That’s because the co-owners of 10 Planet Fitness Inc. franchises in Southern California are planning to develop 95 Zips dry cleaners in Los Angeles County over the next 15 years.

“Everybody asks the same questions: Why? How can you do it?” said Shawn Bishop, who has partnered with fellow Philadelphian Michael Rosefeldt and West Hollywood’s Joe Bernatowicz in the franchise operations.

Bishop, in Los Angeles to scour for potential Zips locations, added, “It’s just a change in the way everyone thinks.”

The development agreement with the trio represents the largest expansion yet for the Greenbelt, Md.-based dry-cleaning franchiser, which has more than 40 franchises on the East Coast. In California, the partners are negotiating for a site to open a debut location in Newport Beach by November. South Gate and Costa Mesa stores are planned to follow.

But an out-of-the-gate foray into a competitive local market flooded with mom-and-pop operators is not automatically guaranteed to clean up.

“They’re really going to have to have a good marketing program because the competition next to them isn’t going to give up,” said George Archibald, executive director of the California Cleaners Association, an industry group in Fallbrook. The partners will also not be the first entrepreneurs left starry-eyed by the business prospects of solvents and stains.

Panda Express co-founders Andrew and Peggy Cherng announced in 2010 they would expand beyond Asian food to open approximately 200 Tide Dry Cleaners throughout the United States, with many in California. Though some have opened in Las Vegas and Arizona, not a single California location has opened.

Stuart Williams, a spokesman for Tide, a Proctor & Gamble subsidiary, said the company was concentrating on other areas of the country first.

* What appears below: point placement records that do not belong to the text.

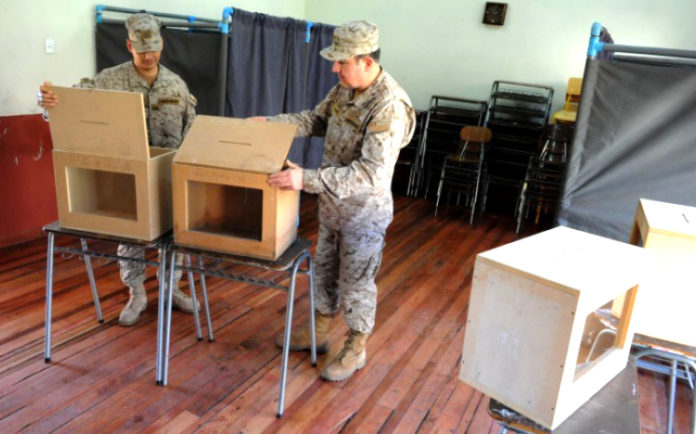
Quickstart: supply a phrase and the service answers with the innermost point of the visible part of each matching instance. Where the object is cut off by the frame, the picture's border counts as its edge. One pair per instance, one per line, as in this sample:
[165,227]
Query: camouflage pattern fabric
[169,107]
[345,268]
[143,32]
[133,273]
[363,139]
[352,39]
[170,110]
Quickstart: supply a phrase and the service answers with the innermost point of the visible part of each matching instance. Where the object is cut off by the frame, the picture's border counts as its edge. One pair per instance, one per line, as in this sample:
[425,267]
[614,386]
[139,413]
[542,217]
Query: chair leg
[439,187]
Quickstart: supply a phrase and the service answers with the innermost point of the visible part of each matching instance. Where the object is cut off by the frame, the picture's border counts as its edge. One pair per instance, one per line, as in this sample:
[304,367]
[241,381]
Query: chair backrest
[554,142]
[574,86]
[475,134]
[472,138]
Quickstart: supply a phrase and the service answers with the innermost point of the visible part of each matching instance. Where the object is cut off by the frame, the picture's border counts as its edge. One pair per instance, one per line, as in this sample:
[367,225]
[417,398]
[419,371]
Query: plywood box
[664,308]
[222,200]
[108,180]
[530,324]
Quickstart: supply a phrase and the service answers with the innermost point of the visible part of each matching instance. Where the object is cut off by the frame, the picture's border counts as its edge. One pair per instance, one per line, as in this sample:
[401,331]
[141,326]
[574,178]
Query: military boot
[182,301]
[301,339]
[350,359]
[135,306]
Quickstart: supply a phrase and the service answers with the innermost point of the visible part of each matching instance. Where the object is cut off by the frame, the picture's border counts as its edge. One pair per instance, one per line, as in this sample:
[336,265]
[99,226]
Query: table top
[573,261]
[284,261]
[614,409]
[669,218]
[56,228]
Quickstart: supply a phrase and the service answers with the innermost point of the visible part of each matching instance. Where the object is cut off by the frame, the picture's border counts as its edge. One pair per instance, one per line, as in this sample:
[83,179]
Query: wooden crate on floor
[222,200]
[108,180]
[531,325]
[664,308]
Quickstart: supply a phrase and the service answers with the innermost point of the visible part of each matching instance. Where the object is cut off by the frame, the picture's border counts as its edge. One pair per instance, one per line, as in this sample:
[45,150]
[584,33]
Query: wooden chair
[461,172]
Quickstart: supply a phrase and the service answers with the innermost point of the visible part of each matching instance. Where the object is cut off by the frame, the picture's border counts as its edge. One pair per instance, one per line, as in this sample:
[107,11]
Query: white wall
[25,24]
[441,47]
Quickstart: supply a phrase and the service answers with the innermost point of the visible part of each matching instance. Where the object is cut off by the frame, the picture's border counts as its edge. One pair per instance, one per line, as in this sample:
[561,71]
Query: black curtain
[272,69]
[193,54]
[635,138]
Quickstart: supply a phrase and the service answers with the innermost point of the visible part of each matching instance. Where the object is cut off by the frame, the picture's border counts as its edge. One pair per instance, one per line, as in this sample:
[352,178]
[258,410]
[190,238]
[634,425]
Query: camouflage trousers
[345,267]
[133,273]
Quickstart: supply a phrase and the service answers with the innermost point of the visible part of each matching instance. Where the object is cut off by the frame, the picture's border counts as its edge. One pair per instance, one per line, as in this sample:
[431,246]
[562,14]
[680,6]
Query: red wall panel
[27,188]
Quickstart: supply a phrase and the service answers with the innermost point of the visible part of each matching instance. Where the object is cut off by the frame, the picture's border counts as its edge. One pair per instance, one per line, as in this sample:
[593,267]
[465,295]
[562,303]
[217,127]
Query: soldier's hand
[46,97]
[290,178]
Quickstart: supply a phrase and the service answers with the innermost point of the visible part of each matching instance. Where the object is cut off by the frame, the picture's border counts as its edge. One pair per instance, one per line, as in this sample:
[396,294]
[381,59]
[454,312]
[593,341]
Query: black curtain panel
[635,138]
[273,69]
[193,54]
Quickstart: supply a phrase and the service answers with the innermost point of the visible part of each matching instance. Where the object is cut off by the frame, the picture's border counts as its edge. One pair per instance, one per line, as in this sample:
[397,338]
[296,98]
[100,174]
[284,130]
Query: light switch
[50,45]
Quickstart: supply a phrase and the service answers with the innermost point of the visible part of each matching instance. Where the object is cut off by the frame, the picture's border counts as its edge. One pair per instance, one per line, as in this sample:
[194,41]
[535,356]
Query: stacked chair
[569,113]
[518,113]
[440,138]
[461,172]
[541,187]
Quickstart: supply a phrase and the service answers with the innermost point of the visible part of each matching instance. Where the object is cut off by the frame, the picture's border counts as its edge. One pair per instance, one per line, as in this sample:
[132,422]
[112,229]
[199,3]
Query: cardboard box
[222,200]
[531,325]
[108,180]
[665,304]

“Real estate is always a factor to consider for all retail concepts in all markets, and California typically takes longer to develop locations due to the demand and costs associated for great sites,” he said in an email. A spokeswoman for Panda Express declined to comment.

Securing the smaller 4,000-square-foot sites that Zips would use, however, might not be a problem for entrepreneurs who are familiar with the L.A. market.

“I believe opportunities in that size range will be plentiful for them,” said Scott Burns, an executive vice president in the West L.A. office of commercial real estate brokerage Jones Lang LaSalle Inc., adding that such locations were pursued less frequently.

Doable feat

To succeed, Bishop, Rosefeldt, and Bernatowicz estimate each location will have to clean 1,600 to 3,000 garments a day, a goal they said is doable by employing the same high-value, low-cost model they use in the world of fitness.

Like Planet Fitness, which offers $10-a-month memberships, Zips takes a similar no-frills approach: no delivery service, no alteration service until a store is 100 percent stabilized, no cashiers, and no off-site cleaning facility.

“There’s nothing different about what they both offer. It’s just for the price-savvy consumer,” Rosefeldt said. “They’re both phenomenal buys.”

Bishop added that economies of scale would help keep prices down, too.

“A franchise can get such buying power that the mom-and-pops can’t keep up and the bigger you get, the lower price point you can charge,” he said.

Covering costs

The foray into the L.A. market will not be cheap. In addition to real estate costs, the franchiser charges a $50,000 fee for each unit and the average location will require an investment of $850,000 to $1 million in equipment and build-out. To reach their goal of dominating the market with $1.99 dry cleaners, the partners would need to pony up more than $100 million. They say they have access to private funds to reach that goal, though they would not identify investors.

To cover costs of staffing, rent, insurance, and other associated costs, the Zips locations have to move through roughly 1,000 garments each day.

“It’s definitely feasible,” said Archibald, adding that another member of the cleaner association processes a similar number of garments. “They see something, that’s why they’re doing it.”